The overlapping debates concerning Nazism and neo-Nazism on screen were played out in 1997 when Roberto Benigni was awarded a best actor Oscar for Life Is Beautiful (Roberto Benigni, 1997), set in a concentration camp, and in the same year Ed Norton was nominated for playing the redeemed neo-Nazi Derek Vinyard in American History X (Tony Kaye, 1997). Norton took control of the film, and a battle commenced with Kaye filing a $200 million lawsuit to have his name changed to Humpty Dumpty on the credits.

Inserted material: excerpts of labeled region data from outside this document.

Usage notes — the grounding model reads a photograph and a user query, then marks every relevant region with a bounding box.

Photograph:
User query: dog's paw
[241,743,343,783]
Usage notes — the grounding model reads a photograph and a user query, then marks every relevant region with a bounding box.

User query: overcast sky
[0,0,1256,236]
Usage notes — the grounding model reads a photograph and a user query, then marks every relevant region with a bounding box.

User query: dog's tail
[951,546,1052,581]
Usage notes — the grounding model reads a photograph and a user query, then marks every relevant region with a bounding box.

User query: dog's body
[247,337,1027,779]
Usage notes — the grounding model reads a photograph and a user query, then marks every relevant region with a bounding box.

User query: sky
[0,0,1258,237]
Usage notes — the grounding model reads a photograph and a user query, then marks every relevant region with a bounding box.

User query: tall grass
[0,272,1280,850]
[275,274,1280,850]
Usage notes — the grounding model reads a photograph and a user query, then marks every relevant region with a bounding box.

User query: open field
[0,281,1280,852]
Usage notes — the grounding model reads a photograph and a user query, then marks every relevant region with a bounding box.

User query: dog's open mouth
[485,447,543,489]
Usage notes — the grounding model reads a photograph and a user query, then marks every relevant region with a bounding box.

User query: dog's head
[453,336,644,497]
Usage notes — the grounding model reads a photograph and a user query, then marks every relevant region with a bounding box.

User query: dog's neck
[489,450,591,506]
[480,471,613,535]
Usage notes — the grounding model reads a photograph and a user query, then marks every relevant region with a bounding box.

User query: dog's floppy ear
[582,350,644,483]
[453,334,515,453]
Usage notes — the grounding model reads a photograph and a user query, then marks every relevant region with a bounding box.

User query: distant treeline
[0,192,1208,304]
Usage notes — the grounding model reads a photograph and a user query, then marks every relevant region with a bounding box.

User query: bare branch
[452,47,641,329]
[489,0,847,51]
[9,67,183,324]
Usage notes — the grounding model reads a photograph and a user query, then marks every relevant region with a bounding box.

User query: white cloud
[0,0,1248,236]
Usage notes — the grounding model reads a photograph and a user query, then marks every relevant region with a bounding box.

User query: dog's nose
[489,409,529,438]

Named in the global market after the Norton film, Netflix’s NSU German History X examines the rise and fall of Nationalist Socialist Underground (NSU), a real neo-Nazi terrorist group in Germany. NSU was responsible for a series of crimes, including: killing eight Turkish German citizens and one Greek immigrant between 2000 and 2006; murdering a policewoman and attempting to kill her colleague; and the 2001 and 2004 Cologne bombings; plus 14 bank robberies.
In July 2018 Beate Zschäpe (played in the series by Anna Maria Mühe) was found guilty of killing nine people, and jailed by a Munich court for at least 15 years. She had been been committed to trial in January 2013, remaining silent until December 2015 when she claimed she was not a member of NSU, she just knew them. Both of her loves in the group killed themselves in 2011. As The Times reports July 12 2018, the police investigating the murders overlooked far-right terrorism.
As I explain in Nazism and Neo-Nazism in Film and Media (Lee 2018: 66-67), over the entire period NUS were operational there was a shift to the far right across Europe, with an increase in racist attacks. Right-wing groups were protected by the centre, and allowed to carry out their atrocities, with the police blaming the very groups who were being murdered.